Category Archives: Employment Non-Discrimination Act

Supreme Court of NJ Affirms Employee May State A Claim for Reasonable Accommodation for Medical Cannabis Use

medical marijuana

You may recall, in 2019, this blog post reported New Jersey’s Appellate Division joined courts that found an employee may be able to state a disability discrimination claim against an employer who takes an adverse employment action due to the employee’s use of medical cannabis.  That case, Wild v. Carriage Funeral Holdings, Inc., was one in a spate of recent decisions as courts in New Jersey and other states that allow medical use of cannabis have grappled with reconciling laws protecting employees from disability discrimination, employers’ rights to maintain workplaces free of drug use, and federal statutes outlawing cannabis use for any reason. Early decisions in these cases came down in favor of employers, permitting employers to discipline, terminate, or refuse to hire employees who use medical cannabis, even without evidence of use or impairment in the workplace.

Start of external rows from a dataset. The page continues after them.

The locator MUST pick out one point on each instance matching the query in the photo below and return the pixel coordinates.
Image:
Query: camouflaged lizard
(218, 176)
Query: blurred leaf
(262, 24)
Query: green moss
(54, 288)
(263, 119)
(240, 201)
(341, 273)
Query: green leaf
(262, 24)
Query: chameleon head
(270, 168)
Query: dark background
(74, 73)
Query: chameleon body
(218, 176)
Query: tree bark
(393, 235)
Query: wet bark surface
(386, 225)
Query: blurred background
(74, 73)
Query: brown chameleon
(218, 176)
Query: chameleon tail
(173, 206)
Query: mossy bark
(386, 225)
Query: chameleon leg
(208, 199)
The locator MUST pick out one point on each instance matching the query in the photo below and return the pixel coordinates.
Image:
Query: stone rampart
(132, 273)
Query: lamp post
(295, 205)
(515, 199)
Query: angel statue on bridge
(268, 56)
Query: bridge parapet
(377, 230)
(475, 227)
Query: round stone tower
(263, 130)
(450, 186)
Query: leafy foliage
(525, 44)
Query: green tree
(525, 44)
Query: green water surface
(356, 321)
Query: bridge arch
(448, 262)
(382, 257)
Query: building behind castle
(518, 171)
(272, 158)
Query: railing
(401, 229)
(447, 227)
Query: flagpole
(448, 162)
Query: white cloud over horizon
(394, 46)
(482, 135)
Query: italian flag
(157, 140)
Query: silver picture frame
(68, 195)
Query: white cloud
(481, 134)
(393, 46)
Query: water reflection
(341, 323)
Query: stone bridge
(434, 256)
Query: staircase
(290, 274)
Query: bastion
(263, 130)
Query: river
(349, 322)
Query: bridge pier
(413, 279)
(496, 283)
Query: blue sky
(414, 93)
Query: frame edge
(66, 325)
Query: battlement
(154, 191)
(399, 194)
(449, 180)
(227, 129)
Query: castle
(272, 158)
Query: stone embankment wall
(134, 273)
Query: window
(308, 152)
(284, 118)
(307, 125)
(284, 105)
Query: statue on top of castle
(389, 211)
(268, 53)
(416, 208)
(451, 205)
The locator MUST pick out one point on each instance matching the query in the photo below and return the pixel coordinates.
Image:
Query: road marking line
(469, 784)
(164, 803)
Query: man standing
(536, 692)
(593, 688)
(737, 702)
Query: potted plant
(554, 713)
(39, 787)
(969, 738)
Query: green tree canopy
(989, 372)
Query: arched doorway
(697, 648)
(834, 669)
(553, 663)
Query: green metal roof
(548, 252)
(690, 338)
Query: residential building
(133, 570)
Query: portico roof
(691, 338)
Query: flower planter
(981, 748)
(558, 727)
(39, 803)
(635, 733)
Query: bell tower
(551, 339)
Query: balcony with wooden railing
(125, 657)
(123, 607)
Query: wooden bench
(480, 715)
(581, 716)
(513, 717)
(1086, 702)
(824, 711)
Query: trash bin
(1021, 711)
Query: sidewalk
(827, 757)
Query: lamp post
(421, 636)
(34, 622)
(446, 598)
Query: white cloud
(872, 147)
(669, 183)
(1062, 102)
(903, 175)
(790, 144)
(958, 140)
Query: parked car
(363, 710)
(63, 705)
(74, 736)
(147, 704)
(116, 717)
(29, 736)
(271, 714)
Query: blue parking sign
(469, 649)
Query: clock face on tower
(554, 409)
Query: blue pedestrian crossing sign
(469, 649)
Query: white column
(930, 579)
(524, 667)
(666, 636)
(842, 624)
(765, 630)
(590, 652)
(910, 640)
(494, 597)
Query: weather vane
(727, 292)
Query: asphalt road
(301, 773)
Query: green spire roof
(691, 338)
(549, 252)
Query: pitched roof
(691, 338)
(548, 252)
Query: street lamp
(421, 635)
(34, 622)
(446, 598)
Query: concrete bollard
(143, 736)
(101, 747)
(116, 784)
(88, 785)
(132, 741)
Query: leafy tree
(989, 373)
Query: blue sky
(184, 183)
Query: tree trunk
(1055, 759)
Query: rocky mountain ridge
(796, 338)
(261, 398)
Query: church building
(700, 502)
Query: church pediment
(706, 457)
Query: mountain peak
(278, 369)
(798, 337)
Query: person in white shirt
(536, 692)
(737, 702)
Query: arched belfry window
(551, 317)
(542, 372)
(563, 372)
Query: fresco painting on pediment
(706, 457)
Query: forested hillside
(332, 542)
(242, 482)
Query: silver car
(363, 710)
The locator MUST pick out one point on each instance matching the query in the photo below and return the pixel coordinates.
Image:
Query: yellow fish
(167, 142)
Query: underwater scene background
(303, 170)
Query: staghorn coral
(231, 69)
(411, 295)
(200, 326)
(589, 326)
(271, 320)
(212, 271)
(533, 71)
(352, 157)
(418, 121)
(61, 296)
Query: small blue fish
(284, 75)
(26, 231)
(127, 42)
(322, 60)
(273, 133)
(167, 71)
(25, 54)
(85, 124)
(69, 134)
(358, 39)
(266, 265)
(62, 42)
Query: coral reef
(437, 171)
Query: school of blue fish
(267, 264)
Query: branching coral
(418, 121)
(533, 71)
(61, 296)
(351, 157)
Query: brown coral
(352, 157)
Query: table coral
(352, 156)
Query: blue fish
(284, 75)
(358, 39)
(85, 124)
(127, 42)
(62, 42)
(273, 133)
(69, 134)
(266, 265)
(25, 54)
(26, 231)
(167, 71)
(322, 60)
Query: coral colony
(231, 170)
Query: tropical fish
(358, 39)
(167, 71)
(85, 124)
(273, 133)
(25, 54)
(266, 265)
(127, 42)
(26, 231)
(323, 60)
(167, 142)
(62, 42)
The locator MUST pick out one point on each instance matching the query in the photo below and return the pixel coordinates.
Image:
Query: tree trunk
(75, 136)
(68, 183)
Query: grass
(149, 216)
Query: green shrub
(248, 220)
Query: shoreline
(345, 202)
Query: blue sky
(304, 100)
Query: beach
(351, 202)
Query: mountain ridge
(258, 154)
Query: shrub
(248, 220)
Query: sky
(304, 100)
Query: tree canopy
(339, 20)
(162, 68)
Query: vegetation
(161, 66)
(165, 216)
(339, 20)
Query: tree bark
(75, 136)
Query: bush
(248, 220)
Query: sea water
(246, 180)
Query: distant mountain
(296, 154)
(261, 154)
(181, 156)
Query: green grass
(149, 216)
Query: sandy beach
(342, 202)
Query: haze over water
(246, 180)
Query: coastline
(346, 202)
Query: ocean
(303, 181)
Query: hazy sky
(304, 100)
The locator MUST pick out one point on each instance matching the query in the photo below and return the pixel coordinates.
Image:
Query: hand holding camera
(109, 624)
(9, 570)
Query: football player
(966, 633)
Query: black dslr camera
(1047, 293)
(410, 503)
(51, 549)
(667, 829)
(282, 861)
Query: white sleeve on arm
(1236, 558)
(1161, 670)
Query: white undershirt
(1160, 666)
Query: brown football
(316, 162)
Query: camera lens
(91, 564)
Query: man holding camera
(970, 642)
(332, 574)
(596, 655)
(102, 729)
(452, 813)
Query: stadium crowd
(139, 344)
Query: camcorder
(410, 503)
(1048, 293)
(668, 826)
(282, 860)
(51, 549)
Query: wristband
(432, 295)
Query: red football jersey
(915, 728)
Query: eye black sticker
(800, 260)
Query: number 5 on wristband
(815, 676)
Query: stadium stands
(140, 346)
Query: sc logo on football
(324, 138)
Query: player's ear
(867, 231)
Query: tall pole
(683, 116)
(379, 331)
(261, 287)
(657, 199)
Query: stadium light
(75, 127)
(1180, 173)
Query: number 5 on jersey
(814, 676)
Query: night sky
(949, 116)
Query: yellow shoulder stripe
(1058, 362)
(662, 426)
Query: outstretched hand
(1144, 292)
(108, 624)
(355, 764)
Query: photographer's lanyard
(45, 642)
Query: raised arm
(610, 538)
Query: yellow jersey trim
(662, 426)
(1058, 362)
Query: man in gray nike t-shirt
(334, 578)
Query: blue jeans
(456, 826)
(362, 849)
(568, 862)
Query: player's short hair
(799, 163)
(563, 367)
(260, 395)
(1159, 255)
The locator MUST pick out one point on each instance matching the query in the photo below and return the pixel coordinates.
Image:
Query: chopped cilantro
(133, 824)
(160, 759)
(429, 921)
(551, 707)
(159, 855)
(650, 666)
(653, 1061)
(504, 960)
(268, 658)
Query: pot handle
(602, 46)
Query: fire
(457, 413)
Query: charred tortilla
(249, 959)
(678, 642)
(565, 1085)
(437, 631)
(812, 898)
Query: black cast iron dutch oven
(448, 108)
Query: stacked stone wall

New Jersey’s Appellate Division’s Wild ruling changed course when it held an employee may state a disability discrimination claim for failure to accommodate against an employer who takes an adverse employment action due to the employee’s use of medical cannabis.  Now, on March 10, 2020, the Supreme Court of New Jersey affirmed the decision, ruling an employer can potentially be liable under New Jersey’s Law Against Discrimination (“LAD”) for failing to accommodate an employee’s use of medical cannabis outside of the workplace.

What Happened?  In 2015, the employee, a funeral director, was prescribed and used medical cannabis as authorized by New Jersey’s Compassionate Use Act. In 2016, the employee was in an auto accident while working. The employee advised hospital staff he was authorized to use medical cannabis. The treating doctor responded that “it was clear [the employee] was not under the influence of cannabis [and, thus, his cannabis use was not a cause of the accident], and therefore no blood tests were required.”

While the employee recuperated, the employer advised that a blood test was required before the employee could return to work. The employee went to a facility to take a urine and breathalyzer test; however, the results were not provided to the employer and were not part of the case record.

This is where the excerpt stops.